In the context of my work
I only became aware of how original was my approach when, seeking financial assistance, I showed my in-progress film to the NFB in Montreal. The excited producer, John Verral, quickly sought other filmmakers to witness this novel employment of real people in a combination of documentary and fiction scenes. (‘Docudrama’ – dramatized re-enactments played by actors – was then the fashion).
The choice to combine documentary and acted scenes in Not Crazy Like You Think resulted from both a practical search for a method to tell the psychiatric experience and from my admiration for the anti-realist theatre of German playwright and theorist, Bertolt Brecht. Brecht’s was a theatre that encouraged both spectator involvement and dispassionate reflection – an attitude well suited I thought to an audience’s consideration of the psychiatric experience. As a film scholar, additionally, I had written a doctoral thesis on the work of the French filmmaker, Jean-Luc Godard, and had liked his slogan ‘new forms for new contents.’ in this case, the desired content had truly created the form.
The cameraman asked whether he should include me in the documentary shots. I was surprised by the question: I had been a part of the process during those nine months, and it would be a lie to pretend that I was simply an observer of the process now. But I realize that I was going against the aesthetics of the ‘realist’ documentary, or even of the ‘cinema verité’ then in fashion. It was a feminist style engagement with the documentary subject, I realized, that gave me the model of participating visually and aurally in my film projects. Not Crazy Like You Think was the first of several film projects I made in this style.

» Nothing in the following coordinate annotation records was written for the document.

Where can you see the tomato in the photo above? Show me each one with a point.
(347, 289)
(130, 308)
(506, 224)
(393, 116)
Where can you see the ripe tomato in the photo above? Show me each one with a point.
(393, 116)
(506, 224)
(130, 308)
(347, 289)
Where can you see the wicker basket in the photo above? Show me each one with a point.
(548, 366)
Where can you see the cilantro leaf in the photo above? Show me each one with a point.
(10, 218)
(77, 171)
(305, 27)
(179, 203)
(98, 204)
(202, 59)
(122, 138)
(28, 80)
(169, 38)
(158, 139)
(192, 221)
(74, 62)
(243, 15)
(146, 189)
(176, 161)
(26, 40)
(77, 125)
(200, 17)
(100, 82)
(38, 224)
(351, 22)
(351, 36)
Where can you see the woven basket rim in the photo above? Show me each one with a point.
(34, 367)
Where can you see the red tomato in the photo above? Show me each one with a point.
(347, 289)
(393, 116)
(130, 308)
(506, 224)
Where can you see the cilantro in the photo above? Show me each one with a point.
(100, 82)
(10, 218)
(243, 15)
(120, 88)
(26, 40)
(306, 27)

I added a few words explaining the situation of the film in voice-over at the beginning of Not Crazy Like You Think. I did this reluctantly. In principle, I choose to avoid the voice over in my films (described in film books as the “voice of god”). Generally, I call upon the spectator to search to understand what they are seeing and hearing and not have it interpreted for them. Similarly, I choose not take positions, but rather to present alternative possibilities for the viewer to ponder. All this is found in Not Crazy Like You Think.

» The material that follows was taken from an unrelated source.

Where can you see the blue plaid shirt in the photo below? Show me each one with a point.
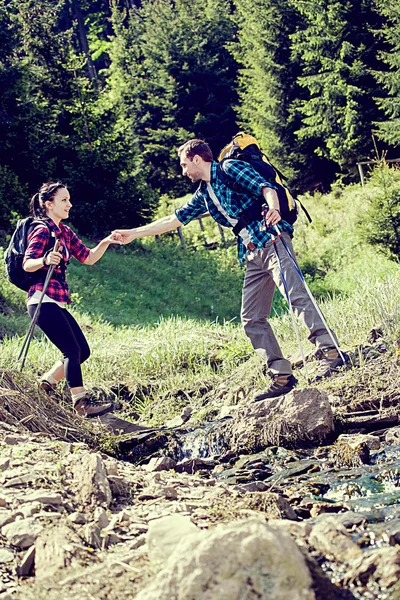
(233, 201)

It was only later, after several other films, that I was able to discern an ethnographic filmmaking pattern in my work. Several of my films have involved asking individuals to share their “cultural capital,” a term used by Pierre Bourdieu to designate knowledge that results from social experience. In the example of my film Not Crazy Like You Think, this was the participants’ experience of ‘craziness’ and of the psychiatric system. In Eva: Guerrillera, made a few years later, it was the actors’ knowledge of guerrilla warfare and imprisonment. Later, in Building Bridge: A Housing Project for Women and, still later, in the sustained interviews posted on the website “Women in a Changing Downtown Eastside,” cultural capital included the skills the women have learned to survive on the streets.